Reports are that unnamed but senior officials in the American administration are furious at Bibi for misrepresenting the President’s position on the borders prior to 1967. Israelis are divided on the issue. Likudniks and politicians further to the right are supporting him, at least when they are not criticizing him for being too generous with respect to Palestinian aspirations. Other politicians and some artful commentators are criticizing him for going too far in his comments about the President’s speech, ridiculing him for shooting himself in the foot or kicking the ball through the goal at the wrong end of the field.
Where are we?
- · Barack clarified that “pre-1967 boundaries as a basis for discussion does not mean a return to those boundaries.” That was clear, but Bibi spinned the President’s comments in order to stake a position against anything close to those lines, or maybe against anything.
- · Barack clarified, once again, that the ultimate borders must be agreed between the parties.
- · That is not too far from Bibi’s insistence that negotiations must not have any preconditions.
- · The President did not say that territorial decisions and swaps of land must leave the Palestinians with the same amount of land they had before 1967. However, some Israelis are reading his comments to say that, and we can expect Palestinians to adopt that position.
- · That is one indication that these negotiations, if they ever begin, will not be easy or quick. Another indication is the persistent issue of Palestinian refugees.
- · Numerous people are saying that refugees are not a problem. “Everyone knows they will not come to Israel.”Everyone of good hope may be saying that, but the Palestinians are sticking to their demand for the rights of refugees, their children, grandchildren etc to return to what they have been told are their homes.
- · Jerusalem also remains as a tough issue.
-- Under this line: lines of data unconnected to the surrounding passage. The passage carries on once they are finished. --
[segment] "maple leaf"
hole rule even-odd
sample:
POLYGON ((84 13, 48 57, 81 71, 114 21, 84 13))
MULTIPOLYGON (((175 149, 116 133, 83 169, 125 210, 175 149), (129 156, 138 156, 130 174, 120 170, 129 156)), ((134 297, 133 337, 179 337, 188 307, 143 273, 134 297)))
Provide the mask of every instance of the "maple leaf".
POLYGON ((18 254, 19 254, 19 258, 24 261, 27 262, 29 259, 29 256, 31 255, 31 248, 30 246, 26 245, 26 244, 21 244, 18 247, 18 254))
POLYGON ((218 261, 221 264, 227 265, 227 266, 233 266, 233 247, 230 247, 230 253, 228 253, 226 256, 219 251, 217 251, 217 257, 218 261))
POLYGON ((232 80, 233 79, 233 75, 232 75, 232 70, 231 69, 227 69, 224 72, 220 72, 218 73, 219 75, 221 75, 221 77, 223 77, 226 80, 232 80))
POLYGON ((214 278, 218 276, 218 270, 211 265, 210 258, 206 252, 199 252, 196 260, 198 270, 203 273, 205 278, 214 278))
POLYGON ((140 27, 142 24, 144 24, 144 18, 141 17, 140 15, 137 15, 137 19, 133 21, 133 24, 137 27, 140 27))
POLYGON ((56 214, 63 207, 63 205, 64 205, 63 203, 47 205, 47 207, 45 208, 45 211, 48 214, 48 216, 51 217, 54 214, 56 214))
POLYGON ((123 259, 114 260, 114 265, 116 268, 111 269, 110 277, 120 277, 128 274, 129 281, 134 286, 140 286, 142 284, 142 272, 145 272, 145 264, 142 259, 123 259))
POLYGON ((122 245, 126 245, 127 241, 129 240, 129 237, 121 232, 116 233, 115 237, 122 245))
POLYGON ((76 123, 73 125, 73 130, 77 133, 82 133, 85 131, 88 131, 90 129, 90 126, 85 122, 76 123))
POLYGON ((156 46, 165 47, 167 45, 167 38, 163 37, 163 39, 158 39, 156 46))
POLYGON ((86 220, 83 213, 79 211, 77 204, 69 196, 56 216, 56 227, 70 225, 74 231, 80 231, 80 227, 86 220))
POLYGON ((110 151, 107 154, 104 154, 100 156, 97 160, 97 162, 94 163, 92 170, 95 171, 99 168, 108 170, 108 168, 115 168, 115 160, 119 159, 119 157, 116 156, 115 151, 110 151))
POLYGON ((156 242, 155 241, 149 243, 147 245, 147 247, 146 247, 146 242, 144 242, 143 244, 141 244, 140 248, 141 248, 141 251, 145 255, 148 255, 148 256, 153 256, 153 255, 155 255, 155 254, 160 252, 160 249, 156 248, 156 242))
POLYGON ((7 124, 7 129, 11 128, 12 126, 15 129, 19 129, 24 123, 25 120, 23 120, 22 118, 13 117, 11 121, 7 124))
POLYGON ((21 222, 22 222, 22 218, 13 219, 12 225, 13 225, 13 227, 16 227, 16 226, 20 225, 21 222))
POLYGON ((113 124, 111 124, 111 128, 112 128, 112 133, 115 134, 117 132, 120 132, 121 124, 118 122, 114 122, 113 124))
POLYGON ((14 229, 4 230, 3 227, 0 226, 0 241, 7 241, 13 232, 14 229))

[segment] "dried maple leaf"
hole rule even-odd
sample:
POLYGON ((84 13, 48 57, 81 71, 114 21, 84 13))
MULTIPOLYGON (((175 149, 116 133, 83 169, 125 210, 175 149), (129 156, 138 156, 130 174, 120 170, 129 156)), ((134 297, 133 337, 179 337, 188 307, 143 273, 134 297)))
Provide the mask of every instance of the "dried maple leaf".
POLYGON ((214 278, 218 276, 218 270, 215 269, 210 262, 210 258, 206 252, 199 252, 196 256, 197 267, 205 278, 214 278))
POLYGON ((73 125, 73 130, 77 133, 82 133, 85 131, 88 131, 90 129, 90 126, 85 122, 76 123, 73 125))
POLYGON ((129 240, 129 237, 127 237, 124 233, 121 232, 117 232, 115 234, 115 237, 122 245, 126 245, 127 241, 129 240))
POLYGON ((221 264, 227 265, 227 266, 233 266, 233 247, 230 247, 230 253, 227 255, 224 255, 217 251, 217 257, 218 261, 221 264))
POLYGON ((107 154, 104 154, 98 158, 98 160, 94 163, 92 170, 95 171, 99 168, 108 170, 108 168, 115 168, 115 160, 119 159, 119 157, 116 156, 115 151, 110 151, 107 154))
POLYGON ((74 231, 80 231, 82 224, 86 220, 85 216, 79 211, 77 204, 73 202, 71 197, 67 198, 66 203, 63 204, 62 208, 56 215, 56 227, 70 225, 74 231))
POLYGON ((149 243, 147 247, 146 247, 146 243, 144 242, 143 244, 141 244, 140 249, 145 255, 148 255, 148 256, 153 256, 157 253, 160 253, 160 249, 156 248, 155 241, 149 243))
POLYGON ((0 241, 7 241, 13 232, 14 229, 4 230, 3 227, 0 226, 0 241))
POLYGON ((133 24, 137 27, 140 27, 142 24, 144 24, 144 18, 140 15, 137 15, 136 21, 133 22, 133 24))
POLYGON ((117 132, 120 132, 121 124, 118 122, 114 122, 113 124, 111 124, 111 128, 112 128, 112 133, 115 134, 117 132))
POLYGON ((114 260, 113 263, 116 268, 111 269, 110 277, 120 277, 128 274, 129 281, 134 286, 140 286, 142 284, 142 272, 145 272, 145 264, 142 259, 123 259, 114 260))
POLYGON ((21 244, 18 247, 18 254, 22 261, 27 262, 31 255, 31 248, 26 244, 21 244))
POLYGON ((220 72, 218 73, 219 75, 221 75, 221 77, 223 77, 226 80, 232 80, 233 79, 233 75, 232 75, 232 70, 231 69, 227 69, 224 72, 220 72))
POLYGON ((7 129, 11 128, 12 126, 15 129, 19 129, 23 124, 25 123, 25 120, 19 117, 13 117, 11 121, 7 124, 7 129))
While some Israelis are willing to hive off one or all Arab neighborhoods for the sake of a Palestinian capital, others want continued control over the entire city, Jewish as well as Arab.
- · We do not know which elements of each side’s rhetoric is meant only to stake out postures in anticipation of drawn-out negotiations that will involve give and take, and how much represents non-negotiable demands that will doom any prospect of agreement.
- · The President has adopted the position that Israel is threatened by the increase in Palestinian population. People may not like the looks of Israel’s security barrier, or where it is, but Israel will demand to keep it in place. It is designed to keep out those babies, as well as their older siblings, parents, and grandparents.
- · The President is urging Israelis to think about the increasing support he sees in the international community, and in the United States, for the rights of Palestinians. That is a cause for concern, even though it is still some distance from anything concrete.
- · The President worries about the participation of Hamas in the Palestinian leadership. The response of the Palestinian leadership is, “That is our business.”
The last item suggests that we can relax. The Palestinians are living up to their reputation. Once again they are likely to save us from ourselves; in this case from Bibi’s rhetoric.
The latest news to worry our friends who dream of a Palestinian state is the heart attack of Salam Fayyad. At 60 years old, Fayyad is one of the young men of the Palestinian establishment, and has been touted as a professional who might be able to rescue the Authority from intensely political infighting, nepotism, and other varieties of corruption that have been its fate. Fayyad has served as prime minister of the West Bank regime, and is credited with improving management and security, and attracting investments from overseas Palestinians. Fayyad’s has a PhD in economics from the University of Texas. That by itself gives him more credit among Israelis than Mahmoud Abbas’ PhD from the Patrice Lumumba University in Moscow, earned with a dissertation that smells of Holocaust denial. Fayyad was a technocrat with the International Monetary Fund before taking on the task of prime minister. He is a Palestinian nationalist who does not identify with a political party, acceptable to Fatah but not to Hamas.
First reports are that Fayyad’s heart attack was not life threatening. More worrying for the future of Palestine is his continued rejection by Hamas.
Israelis are concerned about the Prime Minister’s speech to the American Congress. His task is the difficult one of preserving Israel’s interest against the steps too far of President Obama, without playing the conservative Republicans in the Congress against the liberal Democratic President. That would break all the rules of how Israel has stayed in the good graces of the American government, no matter which party is in power.